Nel cerchiobottismo istituzionale un uomo emotivamente coinvolto si è dimostrato strenuo difensore della ragione, lasciando cadere gocce di buon senso nel marmo duro della contrapposizione sociale.
“Ramy sarà sepolto a casa sua, a Milano”.
Con una politica che discetta da anni di integrazione, un uomo comune, un padre, ci mostra cosa sia l’inclusione, che è ben diversa dall’integrazione, poiché non basta posizionare delle persone in un luogo per edificarne il senso dei luoghi e se stessi.
Banlieue milanesi
E allora risulta nient’affatto peregrina l’ipotesi di ritrovarsi delle vere e proprie banlieue meneghine fra pochissimo tempo, se non insegnerà anche a bambini e adolescenti delle periferie a fare il tifo per “buoni” quando vanno al cinema piuttosto che riconoscere le divise dai giocattoli playmobil, non soltanto dalle camionette posizionate in piazza Gabrio Rosa quando scoppiano incidenti.
Il vuoto che si riempie di rabbia
Perché la Polizia interviene quando i meccanismi di compensazione sociale sono falliti, i canali di rientroduzione sociale latitano e l’accoglienza risulta uno slogan vuoto, un vuoto che si riempie di rabbia.
Una chiave di lettura apartitica
Sciovinismo vs libertarismo, sembra proprio questo il palcoscenico su cui vanno in scena due poli di pensiero che sembrano non incontrarsi mai, fra chi fa finta di non accorgersi che senza immigrazione non c’è futuro e chi, di contro, ambisce ad una società senza regole, gridando al fascista contro chiunque sottolinei che una convivenza pacifica risulta utopica senza il rispetto effettivo delle leggi, poste proprio a garanzia delle libertà fondamentali.
La solitudine delle divise
Una folla inferocita, quella di Corvetto, che sembra abbia placato la propria ira alla notizia dell’indagine sul carabiniere.
E allora un pensiero corre al carabiniere e al suo sliding doors temporale.
Un attimo prima, a sirene spiegate, rincorreva un rapinatore e rappresentava lo Stato, tutti noi, a salvaguardia della legge e della convivenza civile.

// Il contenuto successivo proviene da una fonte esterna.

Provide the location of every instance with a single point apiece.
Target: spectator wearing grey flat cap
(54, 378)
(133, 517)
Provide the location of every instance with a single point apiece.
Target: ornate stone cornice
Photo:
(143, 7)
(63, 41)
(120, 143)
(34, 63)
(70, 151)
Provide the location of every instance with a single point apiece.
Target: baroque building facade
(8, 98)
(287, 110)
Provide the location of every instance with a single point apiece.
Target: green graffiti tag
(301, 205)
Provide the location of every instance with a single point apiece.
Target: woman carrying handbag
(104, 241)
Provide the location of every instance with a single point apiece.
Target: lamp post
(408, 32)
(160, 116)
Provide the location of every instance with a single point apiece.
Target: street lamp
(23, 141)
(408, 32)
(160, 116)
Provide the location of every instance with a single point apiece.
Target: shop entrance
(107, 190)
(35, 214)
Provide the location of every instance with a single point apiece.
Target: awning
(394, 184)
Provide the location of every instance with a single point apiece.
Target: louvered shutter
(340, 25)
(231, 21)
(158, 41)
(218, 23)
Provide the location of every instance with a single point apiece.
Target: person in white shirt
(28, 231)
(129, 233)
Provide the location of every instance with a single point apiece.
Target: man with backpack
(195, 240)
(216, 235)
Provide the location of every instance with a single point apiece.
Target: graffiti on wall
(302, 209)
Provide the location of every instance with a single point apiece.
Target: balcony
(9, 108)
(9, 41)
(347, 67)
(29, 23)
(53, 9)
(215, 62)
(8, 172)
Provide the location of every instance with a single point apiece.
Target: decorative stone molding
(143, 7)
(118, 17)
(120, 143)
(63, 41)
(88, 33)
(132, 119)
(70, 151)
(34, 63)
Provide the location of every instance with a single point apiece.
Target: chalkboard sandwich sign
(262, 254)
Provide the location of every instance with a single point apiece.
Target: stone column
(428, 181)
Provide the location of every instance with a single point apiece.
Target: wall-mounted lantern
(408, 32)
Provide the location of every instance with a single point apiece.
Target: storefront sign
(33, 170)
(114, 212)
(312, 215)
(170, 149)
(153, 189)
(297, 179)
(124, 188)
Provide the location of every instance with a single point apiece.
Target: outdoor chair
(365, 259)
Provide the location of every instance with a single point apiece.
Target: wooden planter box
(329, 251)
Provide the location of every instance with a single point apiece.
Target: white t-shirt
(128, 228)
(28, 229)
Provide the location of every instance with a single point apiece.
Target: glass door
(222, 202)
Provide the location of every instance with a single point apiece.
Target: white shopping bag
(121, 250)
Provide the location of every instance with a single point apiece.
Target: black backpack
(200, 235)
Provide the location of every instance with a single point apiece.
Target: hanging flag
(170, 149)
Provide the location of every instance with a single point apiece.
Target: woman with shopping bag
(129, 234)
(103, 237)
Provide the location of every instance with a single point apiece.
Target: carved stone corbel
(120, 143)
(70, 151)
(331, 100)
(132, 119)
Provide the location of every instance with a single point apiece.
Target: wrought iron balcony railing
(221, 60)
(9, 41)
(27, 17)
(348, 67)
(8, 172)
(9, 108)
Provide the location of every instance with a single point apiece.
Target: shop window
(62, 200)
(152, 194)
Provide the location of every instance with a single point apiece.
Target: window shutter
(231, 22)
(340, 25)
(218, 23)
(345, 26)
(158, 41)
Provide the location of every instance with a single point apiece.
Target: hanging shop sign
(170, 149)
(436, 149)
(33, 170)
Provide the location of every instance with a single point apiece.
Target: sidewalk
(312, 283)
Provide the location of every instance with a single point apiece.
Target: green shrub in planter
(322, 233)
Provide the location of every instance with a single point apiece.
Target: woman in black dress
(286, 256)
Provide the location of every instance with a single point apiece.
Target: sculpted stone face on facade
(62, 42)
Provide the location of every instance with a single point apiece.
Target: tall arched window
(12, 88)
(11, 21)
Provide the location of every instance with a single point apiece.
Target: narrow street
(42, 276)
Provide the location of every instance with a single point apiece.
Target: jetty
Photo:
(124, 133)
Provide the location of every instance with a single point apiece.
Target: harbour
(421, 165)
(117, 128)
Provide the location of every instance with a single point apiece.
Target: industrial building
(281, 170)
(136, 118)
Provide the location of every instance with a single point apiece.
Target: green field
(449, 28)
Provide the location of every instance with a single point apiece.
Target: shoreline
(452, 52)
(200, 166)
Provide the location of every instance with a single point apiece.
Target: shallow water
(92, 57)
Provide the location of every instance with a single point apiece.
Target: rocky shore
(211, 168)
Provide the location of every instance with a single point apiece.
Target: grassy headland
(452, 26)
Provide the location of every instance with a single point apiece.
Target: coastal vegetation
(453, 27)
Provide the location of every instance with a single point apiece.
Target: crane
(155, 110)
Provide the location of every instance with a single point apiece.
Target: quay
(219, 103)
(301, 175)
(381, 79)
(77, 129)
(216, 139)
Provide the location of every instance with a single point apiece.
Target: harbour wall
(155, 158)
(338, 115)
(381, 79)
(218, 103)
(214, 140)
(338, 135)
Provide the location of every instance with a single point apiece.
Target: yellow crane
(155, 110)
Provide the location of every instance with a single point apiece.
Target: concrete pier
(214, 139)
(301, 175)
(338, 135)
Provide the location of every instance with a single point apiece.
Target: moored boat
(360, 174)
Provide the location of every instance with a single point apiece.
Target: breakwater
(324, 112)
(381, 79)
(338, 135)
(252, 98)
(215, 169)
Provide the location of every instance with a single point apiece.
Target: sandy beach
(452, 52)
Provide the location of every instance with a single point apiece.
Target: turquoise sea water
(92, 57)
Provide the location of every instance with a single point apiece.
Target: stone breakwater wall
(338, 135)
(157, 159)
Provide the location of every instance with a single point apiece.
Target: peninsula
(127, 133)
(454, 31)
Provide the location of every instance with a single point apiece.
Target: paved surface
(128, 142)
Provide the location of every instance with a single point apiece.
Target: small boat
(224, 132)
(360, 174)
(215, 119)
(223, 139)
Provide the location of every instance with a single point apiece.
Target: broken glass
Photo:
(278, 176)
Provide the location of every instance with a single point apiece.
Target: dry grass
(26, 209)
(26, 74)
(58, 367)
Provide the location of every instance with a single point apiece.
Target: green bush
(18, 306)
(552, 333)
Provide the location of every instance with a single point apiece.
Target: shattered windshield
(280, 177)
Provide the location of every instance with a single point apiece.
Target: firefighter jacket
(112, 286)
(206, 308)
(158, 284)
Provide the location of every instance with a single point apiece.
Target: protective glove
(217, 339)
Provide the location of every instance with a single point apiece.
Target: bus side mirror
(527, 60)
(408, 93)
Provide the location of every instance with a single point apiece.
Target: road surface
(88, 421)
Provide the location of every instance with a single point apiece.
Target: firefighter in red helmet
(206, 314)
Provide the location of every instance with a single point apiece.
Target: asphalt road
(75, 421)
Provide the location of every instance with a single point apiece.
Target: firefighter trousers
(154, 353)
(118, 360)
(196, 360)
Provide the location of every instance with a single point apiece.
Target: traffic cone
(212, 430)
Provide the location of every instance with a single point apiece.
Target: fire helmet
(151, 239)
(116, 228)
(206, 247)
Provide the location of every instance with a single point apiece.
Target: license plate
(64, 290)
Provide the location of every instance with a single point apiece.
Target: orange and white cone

Ora si ritrova infinitesimamente più solo, alle prese con avvocati e perizie, parcelle e rimorsi, avvoltoi televisivi e un garantismo tutto italiano che alla vista delle divise si dissolve, e viene da pensare che un criminale sgamato, che sia un ladro, stalker, omicida, stupratore, dopo questo episodio penserà di muoversi sempre in scooter, perché saprà che l’inseguitore avrà paura della parcella dell’avvocato almeno quanto la vista di un coltello; e le “collette” organizzate dai cittadini per aiutare il carabiniere, se da un lato possono far piacere, dall’altro certificano che a sentirsi soli non sono più soltanto le divise (e la crisi vocazionale lo dimostra) ma anche gli stessi cittadini.